Mom came home from Hawaii today, and I ate slices of sweet dried mango on the green couch while she told me about hiking a trail slick with red mud and snorkeling with a turtle. She brought home peices of sea glass in a sandwich bags and brightly colored snail shells the size of a single clove.
I also gave her a token from my less exotic travels–a rather broken up slice of carrot cake I purchased at her favorite bakery and restaurant, Claire’s Cornecopia. When they were attending Yale, my father had to set a time limit for how long she could savor her piece of cake, otherwise they’d be there for hours. Tonight, she made the cake last through three 20-minute TED Talks, and I promised to buy her a whole cake for their twenty-fifth anniversary in August. She smiled.
When I saw her walking up the front path, I had the funny urge to go running out of the door and leap on her, the way I did when I was three and thrilled to get to see her for a few hours before I went to bed or left for school.
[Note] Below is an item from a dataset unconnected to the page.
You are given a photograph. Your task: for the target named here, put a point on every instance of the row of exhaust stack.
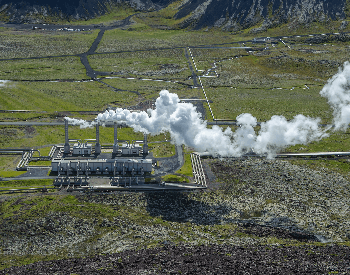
(98, 145)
But eighteen is too old for leaping into your mother’s arms, no matter how light you are. Instead, I helped her lug her bags inside and asked her about her trip. She started her stories several sentences in, leaving me to wonder who on earth Patty was and why my father momentarily thought he had broken his back. It’s like skipping the first chapter of a book because it looks boring, only to find out that you don’t understand the interesting parts.
I thought about my blog, my electronic storytelling, and got ready to begin posting again, internet access restored after a week of almost no connection. I missed reading Shell’s, Libby’s, and all of my other favorite blogs. I missed sharing thoughts and stories with my mostly anonymous readers. I missed the joy and intellectual engagement of TED Talks, mental_floss, and The New York Times. I missed Humans of New York and perusing artist’s websites. And I missed things that weren’t the internet, like lying in my bed in those early evening hours when the sun light shines through the blinds and creates horizontal lines of light and shadow across my body. I missed the comfort and stability of knowing where everything is and living out of a dresser and closet, instead of a large red suitcase.
And now I’m back home with all of those things. We’re together again and happy. My mother is putting the house back in order, and Max is lying beside me in bed, annoyed that I’m tapping away on the computer and not curled up with him. Pippa went to her prom last night, and my father is still doing something important and science-y in Hawaii. We’re all bursting with things to share, and I’m excited to share my stories with you tomorrow and the next day and the next. Infinite storytelling!